Disdag Dorong Pedagang Gunakan Kemasan Ramah Lingkungan


SMARTNEWS.ID – Dinas Perdagangan Kota Bandar Lampung mendorong para pedagang mulai beralih ke kemasan ramah lingkungan menyusul lonjakan harga plastik yang terjadi belakangan ini.

Kepala Dinas Perdagangan Kota Bandar Lampung, Erwin, mengatakan kenaikan harga plastik dipicu terganggunya pasokan bahan baku kimia akibat konflik di kawasan Timur Tengah. Dampaknya, harga plastik mengalami kenaikan signifikan hingga dirasakan secara nasional.

“Kalau plastik ini bukan hanya di Bandar Lampung, tapi semua daerah. Rata-rata kenaikan harga plastik mencapai 50 persen,” ujar Erwin, Kamis, 9 April 2026.

Ia menjelaskan, kenaikan tersebut berdampak langsung pada pedagang yang harus menanggung biaya operasional lebih tinggi. Kondisi ini membuat sebagian pedagang terpaksa menyesuaikan harga jual agar tetap memperoleh keuntungan.

“Kenaikan ini tentu berdampak pada biaya operasional pedagang. Mau tidak mau mereka juga menyesuaikan harga jual,” jelasnya.

Menurut Erwin, pemerintah daerah tidak memiliki kewenangan untuk mengendalikan harga plastik, karena bahan baku kimia yang digunakan dalam produksinya masih bergantung pada impor.

“Kita tidak bisa mengendalikan harga plastik karena bahan kimia untuk produksinya diimpor,” tegasnya.

Sebagai langkah antisipasi, Disdag melalui unit pelaksana teknis (UPT) terus memberikan edukasi kepada pedagang agar lebih bijak dalam penggunaan plastik.

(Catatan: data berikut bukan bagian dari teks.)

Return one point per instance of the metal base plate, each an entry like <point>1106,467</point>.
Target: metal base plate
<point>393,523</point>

Pedagang diimbau tidak memberikan kantong secara berlebihan kepada konsumen.

Selain itu, pedagang juga didorong untuk mulai menggunakan alternatif kemasan yang lebih ramah lingkungan, seperti kantong kertas atau pembungkus berbahan daun.

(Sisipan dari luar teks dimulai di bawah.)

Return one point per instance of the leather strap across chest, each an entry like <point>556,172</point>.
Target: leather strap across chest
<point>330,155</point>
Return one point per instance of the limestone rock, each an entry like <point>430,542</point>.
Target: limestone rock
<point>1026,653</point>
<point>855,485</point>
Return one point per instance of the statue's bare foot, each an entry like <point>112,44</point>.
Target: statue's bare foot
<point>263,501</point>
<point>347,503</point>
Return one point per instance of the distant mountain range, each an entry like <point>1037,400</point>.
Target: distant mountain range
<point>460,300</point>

“Kita sarankan pedagang menggunakan kantong kertas atau membungkus makanan dengan daun,” katanya.

Tak hanya pedagang, masyarakat juga diimbau untuk membawa tas belanja sendiri saat berbelanja. Jika tidak, pedagang dapat menawarkan tas guna ulang sebagai pilihan.

Di sisi lain, Erwin menilai kenaikan harga plastik ini juga bisa menjadi momentum positif untuk mengurangi penggunaan plastik sekali pakai.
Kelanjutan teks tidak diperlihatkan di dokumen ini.